This post is also available in:
עברית (Hebrew)
Apple’s commitment to delivering both top-tier performance and robust security has long been a hallmark of its product line. However, new research by an international team of cybersecurity experts, including Yuval Yarom from Ruhr University Bochum, has uncovered two significant vulnerabilities in Apple’s latest M-series processors. These findings could have serious implications for the security of devices running on Apple’s M3 and M2 chips.
The research highlights flaws in Apple’s Load Value Predictor (LVP) and Load Address Predictor (LAP) mechanisms—key components in the company’s CPU architecture designed to speed up processing by predicting memory access.
In their first paper, “FLOP: Breaking the Apple M3 CPU via False Load Output Predictions,” the researchers demonstrated that when the LVP makes incorrect predictions, it can lead the processor to perform calculations based on wrong data. This speculative execution flaw opens the door for attackers to bypass critical security checks in program logic, exposing sensitive data such as passwords, credit card information, and other private details stored in memory. The vulnerabilities were found to affect web browsers like Safari and Chrome, potentially allowing hackers to access private browsing history and other personal information, according to TechXplore.

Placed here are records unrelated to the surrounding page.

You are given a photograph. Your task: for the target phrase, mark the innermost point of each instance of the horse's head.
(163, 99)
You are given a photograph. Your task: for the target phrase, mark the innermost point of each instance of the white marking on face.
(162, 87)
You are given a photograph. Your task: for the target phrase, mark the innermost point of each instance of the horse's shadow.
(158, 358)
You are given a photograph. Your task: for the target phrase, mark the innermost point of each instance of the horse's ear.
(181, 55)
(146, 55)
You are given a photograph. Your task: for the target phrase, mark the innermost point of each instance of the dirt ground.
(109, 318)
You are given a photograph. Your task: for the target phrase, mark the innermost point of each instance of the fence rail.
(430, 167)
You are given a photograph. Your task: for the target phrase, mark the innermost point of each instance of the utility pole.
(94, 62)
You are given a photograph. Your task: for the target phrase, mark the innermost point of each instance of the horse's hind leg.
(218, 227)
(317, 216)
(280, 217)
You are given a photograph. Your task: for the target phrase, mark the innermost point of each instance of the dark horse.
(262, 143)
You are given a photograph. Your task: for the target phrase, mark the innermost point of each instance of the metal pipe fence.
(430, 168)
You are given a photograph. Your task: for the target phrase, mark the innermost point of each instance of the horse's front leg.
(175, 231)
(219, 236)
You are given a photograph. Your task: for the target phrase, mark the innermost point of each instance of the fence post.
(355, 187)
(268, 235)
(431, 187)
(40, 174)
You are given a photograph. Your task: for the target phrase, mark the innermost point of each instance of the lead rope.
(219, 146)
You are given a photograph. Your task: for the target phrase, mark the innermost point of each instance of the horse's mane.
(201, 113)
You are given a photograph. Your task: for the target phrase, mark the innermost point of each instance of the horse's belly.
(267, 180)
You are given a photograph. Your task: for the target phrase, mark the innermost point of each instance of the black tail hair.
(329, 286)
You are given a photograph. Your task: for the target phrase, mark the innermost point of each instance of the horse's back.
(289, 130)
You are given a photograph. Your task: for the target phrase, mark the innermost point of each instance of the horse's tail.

The second paper, “SLAP: Data Speculation Attacks via Load Address Prediction on Apple Silicon,” exposes a similar flaw in the LAP, which predicts the next memory address to be accessed by the CPU. When the LAP incorrectly guesses the address, the processor may initiate arbitrary calculations, putting user data at risk. This vulnerability enables potential attacks on the Safari browser, where attackers could gain access to sensitive content, such as emails and browser activity, TechXplore explains.
The research team, which includes Jason Kim, Jalen Chuang, and Daniel Genkin from Georgia Institute of Technology, reported these vulnerabilities to Apple’s Product Security Team last year as part of a responsible disclosure process.
The team’s discoveries highlight the ongoing challenges in balancing performance optimization with maintaining robust security. As Apple continues to develop more advanced processors, these findings emphasize the need for heightened security measures to protect users from emerging threats.